EL, my girl is the kind who if you give her an inch, she'll take an ell. Let's say I give in. Next thing you know, she wants one every other day. "Please, mommy? Please?" Once I give her enough pedis to make my own fingernails fall off, she may stop. Then ask for something else that I don't want her to have. Like blue freakin' nail polish. Where does it stop I ask you?

Mystic Margarita said...

It's a very frustrating situation, no doubt. But I feel what you've done is probably the best way to handle it. I'm sure that in spite of outside influences, Raina will definitely always have the values you have and will instill in her. But obviously, as parents, there is no end to worrying, is there?

Sraikh said...

Muser,
Well, some things you have to put off limits. Like sexy underwear for my 9 year. We were shopping for a slip because she complained of her breasts being sensitive. I was shocked SHOCKED at thongs and push up bras for tweens. I told her I am never buying a thong or a panty with wild things written on its butt and she knows.

Raina is 4 right?
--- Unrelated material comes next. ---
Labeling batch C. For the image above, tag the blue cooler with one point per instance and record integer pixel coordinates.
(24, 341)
Tell yourself its just a phas and pour wine for youselft after they are in bed. :)

A Muser said...

Mystic, thanks for the support. Yep, no end to the worrying, but I'm beginning to realize I'm a bit of a control freak. Nothing like parenting to make you more self-aware, is there?
Sraikh, that is truly shocking! What are people thinking? There must be a market for thongs and pushups for teens, or they wouldn't stock them at the stores. Crazy!

eve's lungs said...

tough situation !

GettingThereNow said...

I remember the first time S showed interest in makeup. I don't remember what I said to her but NOW I am cool about it. And I do agree that acting aloof is the best defense against the early onslaught of makeup :D Really - what are these mothers thinking? Handing out makeup as return gift to 4 year olds? I used to crib for days when S got any inappropriate return gifts that she wasn't allowed to use. Really - these children look forward to the return gifts and what a letdown it must be to not be able to use it because it is age inappropriate.

A Muser said...

GTN, Not be able to use it??? My daughter would've thrown a hissy fit if I'd have snatched that very precious lip gloss from her, telling her it's not age appropriate. Because by the time I saw what the return gift was, she'd already opened it. And used it. And LOVED it. I let her use it that time. But come the next trip to the store, though she begged for some, I didn't let her have any.

GettingThereNow said...

LOL! My daughter still comes to ask me if she can "eat that candy", or "play on the computer" or "open that gift" etc. Makes me wonder if I have been the momzilla who keeps her daughter too much under the thumb :P

I would have done the same if I were in your position.

A Muser said...

GTN, it's nice to know another Momzilla! I sometimes feel I am too strict with her.

Romila said...

Coming here for the first time. LOL:) ur daughter applying lipstick in two ways...how smart and observant todays' kids are.

A Muser said...

Romila, welcome to my blog! Kids do seem to get smarter with each new generation.